Tenuto sotto torchio per tutta la mattinata, nel pomeriggio è stato sottoposto a fermo il presunto autore dell’omicidio: si tratta di Mecaj Paulin, 31 anni, di nazionalità albanese. Sarebbe uno dei due malviventi, colui che ha sparato alla vittima con una beretta, calibro 9 corto, con matricola abrasa, la stessa rinvenuta successivamente all’interno della sua abitazione dai carabinieri del Nucleo investigativo del comando provinciale di Lecce. Il fermo è stato emesso dalla Procura, a firma del pm Alberto Santacatterina.

Il giovane dovrà rispondere, in concorso con altro soggetto in corso di identificazione, dell’omicidio di Caramuscio, aggravato dal fatto di aver agito al fine di rapinargli il denaro che aveva appena prelevato allo sportello. Contestati anche la detenzione e il porto abusivo di armi in luogo pubblico e la ricettazione della pistola.
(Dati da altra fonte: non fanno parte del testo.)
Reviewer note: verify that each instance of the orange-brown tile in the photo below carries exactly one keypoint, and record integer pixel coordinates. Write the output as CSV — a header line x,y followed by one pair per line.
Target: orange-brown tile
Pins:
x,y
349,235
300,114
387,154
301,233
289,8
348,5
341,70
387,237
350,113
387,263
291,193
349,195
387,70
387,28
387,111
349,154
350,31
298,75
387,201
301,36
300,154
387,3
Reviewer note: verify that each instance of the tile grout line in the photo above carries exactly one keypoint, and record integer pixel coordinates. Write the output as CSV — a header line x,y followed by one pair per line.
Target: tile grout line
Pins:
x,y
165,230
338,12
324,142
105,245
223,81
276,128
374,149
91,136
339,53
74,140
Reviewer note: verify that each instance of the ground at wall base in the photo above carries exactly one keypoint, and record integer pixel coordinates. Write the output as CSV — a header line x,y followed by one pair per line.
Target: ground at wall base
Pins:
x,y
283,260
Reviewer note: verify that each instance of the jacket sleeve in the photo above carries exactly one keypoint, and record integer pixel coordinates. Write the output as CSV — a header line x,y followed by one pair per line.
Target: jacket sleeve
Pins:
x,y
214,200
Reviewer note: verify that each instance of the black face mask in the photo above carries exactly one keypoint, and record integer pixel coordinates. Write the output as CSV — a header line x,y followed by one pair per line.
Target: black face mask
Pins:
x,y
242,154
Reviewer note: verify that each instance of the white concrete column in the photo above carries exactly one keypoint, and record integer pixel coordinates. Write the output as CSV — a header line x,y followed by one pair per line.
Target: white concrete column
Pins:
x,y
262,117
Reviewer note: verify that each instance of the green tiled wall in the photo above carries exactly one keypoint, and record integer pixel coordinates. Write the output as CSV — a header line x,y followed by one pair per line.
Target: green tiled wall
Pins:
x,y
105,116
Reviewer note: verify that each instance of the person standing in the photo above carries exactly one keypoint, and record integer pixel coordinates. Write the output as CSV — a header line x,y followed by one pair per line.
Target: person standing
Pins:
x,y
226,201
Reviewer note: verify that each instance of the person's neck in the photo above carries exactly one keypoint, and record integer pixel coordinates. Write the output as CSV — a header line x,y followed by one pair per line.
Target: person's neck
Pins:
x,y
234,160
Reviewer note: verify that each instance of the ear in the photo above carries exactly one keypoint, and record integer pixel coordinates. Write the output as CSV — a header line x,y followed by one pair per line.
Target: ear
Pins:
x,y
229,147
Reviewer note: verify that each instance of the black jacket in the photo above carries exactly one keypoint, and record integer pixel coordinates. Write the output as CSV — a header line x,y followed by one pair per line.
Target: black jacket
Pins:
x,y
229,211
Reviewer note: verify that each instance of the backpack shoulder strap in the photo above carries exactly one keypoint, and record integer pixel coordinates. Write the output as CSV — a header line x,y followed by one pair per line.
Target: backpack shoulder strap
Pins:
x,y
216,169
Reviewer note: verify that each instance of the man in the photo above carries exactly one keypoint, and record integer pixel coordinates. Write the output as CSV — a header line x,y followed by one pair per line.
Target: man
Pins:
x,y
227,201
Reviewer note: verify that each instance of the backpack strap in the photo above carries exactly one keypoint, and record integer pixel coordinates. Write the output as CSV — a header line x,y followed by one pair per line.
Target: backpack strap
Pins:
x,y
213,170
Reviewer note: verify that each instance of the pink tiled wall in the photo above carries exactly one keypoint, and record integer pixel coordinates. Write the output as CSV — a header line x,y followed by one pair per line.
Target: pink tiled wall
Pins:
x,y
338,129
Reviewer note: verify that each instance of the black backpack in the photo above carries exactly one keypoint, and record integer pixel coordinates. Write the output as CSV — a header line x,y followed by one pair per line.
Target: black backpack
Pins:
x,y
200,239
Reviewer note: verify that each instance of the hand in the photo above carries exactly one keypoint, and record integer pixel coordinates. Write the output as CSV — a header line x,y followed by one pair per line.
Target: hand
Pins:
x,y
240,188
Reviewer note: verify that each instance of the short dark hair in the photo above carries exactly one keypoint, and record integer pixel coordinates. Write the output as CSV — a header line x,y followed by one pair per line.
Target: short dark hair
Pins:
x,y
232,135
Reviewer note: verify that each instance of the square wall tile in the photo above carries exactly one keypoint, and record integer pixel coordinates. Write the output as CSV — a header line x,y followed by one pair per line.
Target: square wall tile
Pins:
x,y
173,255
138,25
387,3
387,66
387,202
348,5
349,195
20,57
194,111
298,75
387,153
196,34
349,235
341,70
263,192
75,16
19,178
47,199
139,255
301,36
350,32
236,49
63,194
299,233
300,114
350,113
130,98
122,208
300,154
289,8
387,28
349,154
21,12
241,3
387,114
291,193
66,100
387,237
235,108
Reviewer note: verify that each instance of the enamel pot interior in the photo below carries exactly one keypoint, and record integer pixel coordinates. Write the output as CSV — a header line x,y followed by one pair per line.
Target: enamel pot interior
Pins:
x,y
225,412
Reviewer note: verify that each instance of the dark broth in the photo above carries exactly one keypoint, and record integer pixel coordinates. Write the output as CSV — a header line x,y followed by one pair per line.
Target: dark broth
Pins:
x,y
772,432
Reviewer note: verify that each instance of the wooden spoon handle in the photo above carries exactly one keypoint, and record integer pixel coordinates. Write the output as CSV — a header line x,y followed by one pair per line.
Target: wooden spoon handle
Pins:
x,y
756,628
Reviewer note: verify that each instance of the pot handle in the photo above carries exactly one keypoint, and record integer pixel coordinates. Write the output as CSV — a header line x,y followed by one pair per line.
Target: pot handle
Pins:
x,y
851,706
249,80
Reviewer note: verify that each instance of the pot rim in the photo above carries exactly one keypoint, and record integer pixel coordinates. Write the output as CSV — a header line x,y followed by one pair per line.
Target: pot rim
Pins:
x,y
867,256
Un omicidio a sangue freddo e, secondo le prime indagini, non premeditato. Una rapina finita nel sangue per la reazione dell’uomo che ha provato a divincolarsi quando è stato assalito alle spalle da due uomini armati, con il volto coperto da una mascherina e che hanno tentato di strappargli il portafoglio.

Il delitto alle 23 circa di venerdì sera. Giovanni Caramuscio era stato a cena da alcuni parenti. Si era fermato per prelevare del denaro dallo sportello, poi la tragedia sotto gli occhi della moglie con la quale stava effettuando l’operazione. I due malviventi, nascosti nell’oscurità in attesa di qualche vittima, lo hanno preso di sorpresa. Il 69enne si è voltato, ha gridato: “Cosa volete?”. Poi gli spari. Caramuscio è morto sul colpo, ucciso da due proiettili che lo hanno colpito all’altezza del torace, come accertato da un primo esame cadaverico da parte del medico legale Alberto Tortorella arrivato sul posto insieme al magistrato di turno Alberto Santacatterina e ai carabinieri del comando di Lecce e della stazione di S. Pietro in Lama.

Le indagini sono partite proprio da qui, con la scientifica al lavoro tutta la notte per trovare indizi e reperti e, soprattutto, per acquisire i filmati delle telecamere della banca e degli esercizi commerciali vicini. Preziose le indicazioni fornite da un testimone, che ha raccontato di aver notato un soggetto dirigersi, poco dopo i fatti, verso un pozzo ubicato nei pressi della banca con in mano una busta di plastica e di averlo rivisto poco dopo ritornare a mani vuote. È proprio in quel pozzo che gli investigatori hanno rinvenuto una serie di indumenti che sono risultati essere, dal confronto con le immagini dei sistemi di videosorveglianza acquisiti in loco, quelli utilizzati nel corso della rapina finita in tragedia. Il sospettato omicida abita a pochi passi da lì: il terreno nel quale è situato il pozzo è prospicente alla sua abitazione. Ed è proprio in quella casa che nella notte gli inquirenti si sono presentati, trovando l’indagato in evidente stato di agitazione, a torso nudo, bagnato e vestito con bermuda. È sempre in quella casa che è stata recuperata la maglietta che il 31enne indossava durante la rapina e dalla quale aveva già provveduto a tagliare il logo che aveva impresso sul petto, con l’intento di impedirne un eventuale successiva identificazione. Ed è sempre in quella stessa abitazione che i carabinieri hanno trovato, come detto, la pistola che aveva sparato e che Paulin aveva tentato di occultare all’interno di una pianta ornamentale. Per lui si sono aperte le porte del carcere. E il cerchio si stringe anche intorno al complice.